Before you collect your new cat prepare a cat-safe room for it set up so it is as comfortable as possible. Cat’s don’t like to eat, drink, toilet and sleep in the same area so make the best of the space you have to keep these apart. Ideally, the cat-safe room will have a window (kept securely shut) it can view out of, a private hiding place away from the door, toys, a scratching post and litter tray. Once your cat is home and settled in its safe room try placing a toy onto the door handle either side of the door and a few treats. This is to allow limited association with the resident cat but no direct visual contact yet.
Step 3 – Visual contact
If there are no signs of aggression from scent swapping or around the cat-safe room door you can now move on to visual only contact. Visual contact should be as frequent as possible and can be achieved by having transparent plastic or netting over the safe-room doorway. Or leave the door ajar just enough to see each other but not wide enough for them to get in or out to meet. Don’t attempt a face-to-face meeting until the cats either ignore each other or attempt to rub heads or groom each other. Any negative or aggression signs end the visual contact and go back to step 2.
If you have more than one resident cat you will have to do this one cat at a time so it will take longer. Try and have the meeting in a large room so they can have space between them. Ensure there are plenty of places to hide and high places within easy reach they can retreat to if either cat feels threatened. Always be present at these meetings and start with short periods building up the time in later sessions. Never punish either cat at these meetings so they are not considered times of stress and always work at the cat’s pace. Consider having meeting times at meal times so not all the time is focused on each other. keep their bowls wide apart moving them closer at each meeting. If everything is going well and you are increasing the time together try playing with toys before the meal. This process can take a few days to weeks for cats to accept each other and there may be a few spells of hissing and spitting. Don’t get disheartened so you give up, just take a step back in the process.

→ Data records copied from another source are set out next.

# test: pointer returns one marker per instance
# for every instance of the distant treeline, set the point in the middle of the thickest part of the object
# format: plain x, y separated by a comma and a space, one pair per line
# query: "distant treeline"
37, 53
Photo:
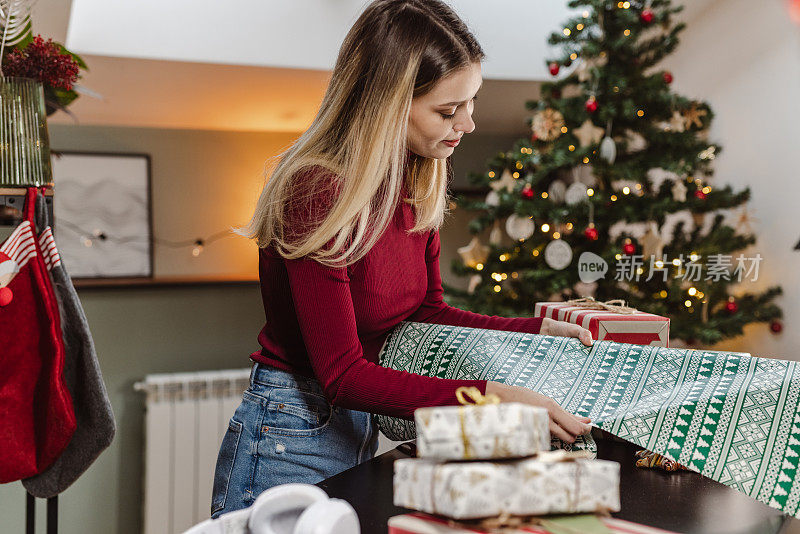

Step 5 – ALLOW FREE ACCESS WITHOUT SUPERVISION FOR SHORT PERIODS
These can take place as long as there has been no aggressive type behaviour in Step 4. The free unsupervised access periods should be for short periods of time (a few minutes) to start with and as frequently as possible. Increase the unsupervised times and if friendly behaviours are seen between the new cat and resident cat like playing, grooming, rubbing against each other you can increase the times together quicker.